There's also another way in which Social Gaming could contribute to the Big Society. Again, America sets the example, with the new Social Gaming company, CausePlay, about to launch a number of innovative products. These integrate advertising into Social Games, as do most, but the difference is that a percentage of revenue is donated to a specific good cause, related to the game. This effectively means that each time a player logs in, they raise money for that cause, as well as having their awareness of the cause raised.
The first game to be released, will be Hospitopia, donating 10% of profits to Children’s Miracle Network Hospitals.
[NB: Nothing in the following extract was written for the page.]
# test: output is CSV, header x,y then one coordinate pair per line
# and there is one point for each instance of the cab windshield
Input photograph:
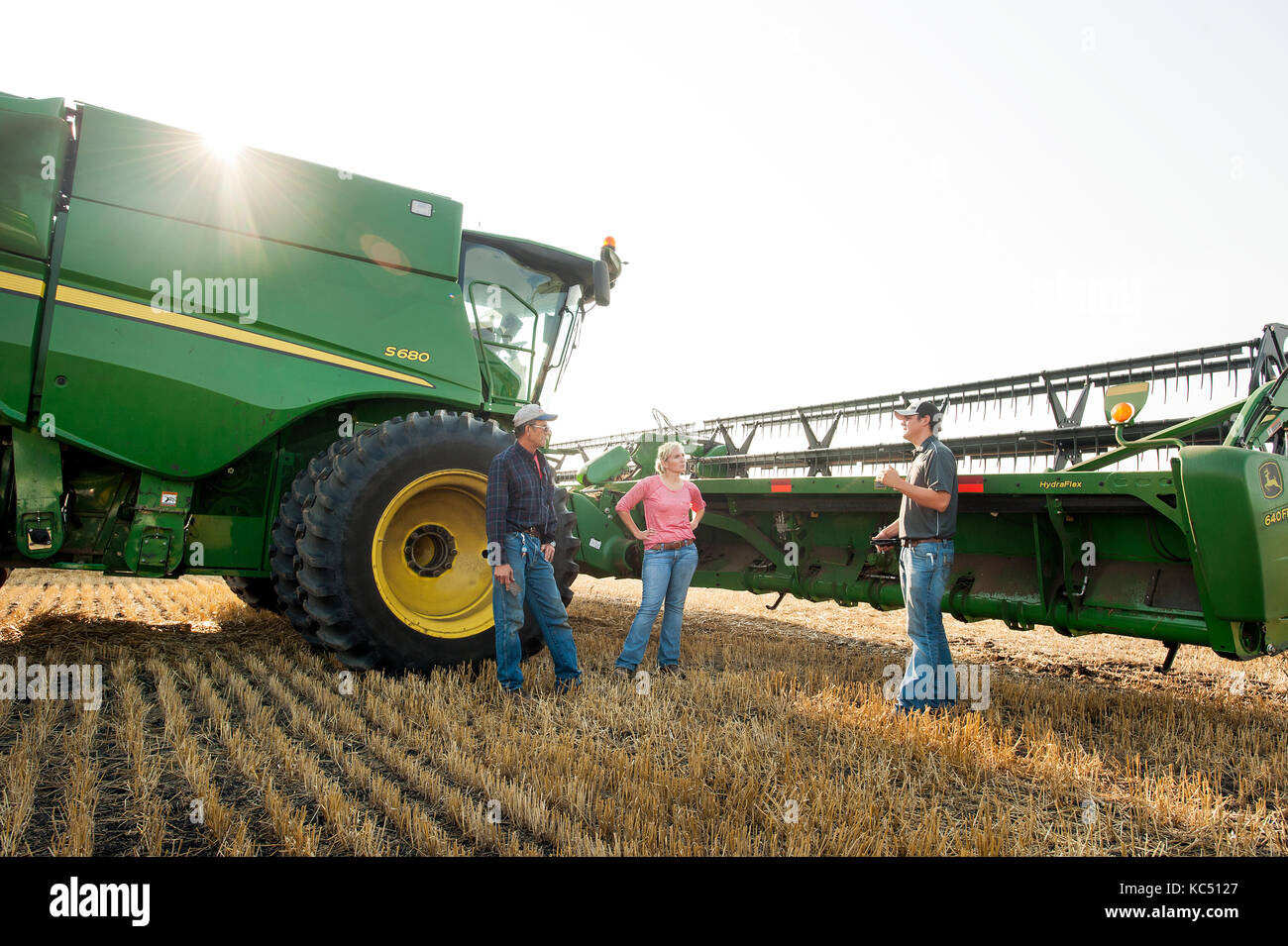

Should this get anywhere near the usership of CityVille, which, with over 84 million active users, has just become facebook's biggest ever application, then the money raised would be huge.
Having the good cause attached would only help uptake and fits with the idea shared by the Government and Business, that company's should work with other sectors to make a bigger contribution to Society. With budgets for the Third Sector and the NHS tight (to put it mildly) any additional funding would be welcome and that offered by Socila Gaming could be substantial. With the Coalition looking to how they can encourage the population to donate more, via signs at checkouts and further options at cashpoints, this would offer them the chance to feel like they are helping, without dipping in to their already barren pockets.
All in all, the potential benefits of Social Gaming are massive. Hopefully, it won't be too long before serious efforts are made within the UK to take advantage of them.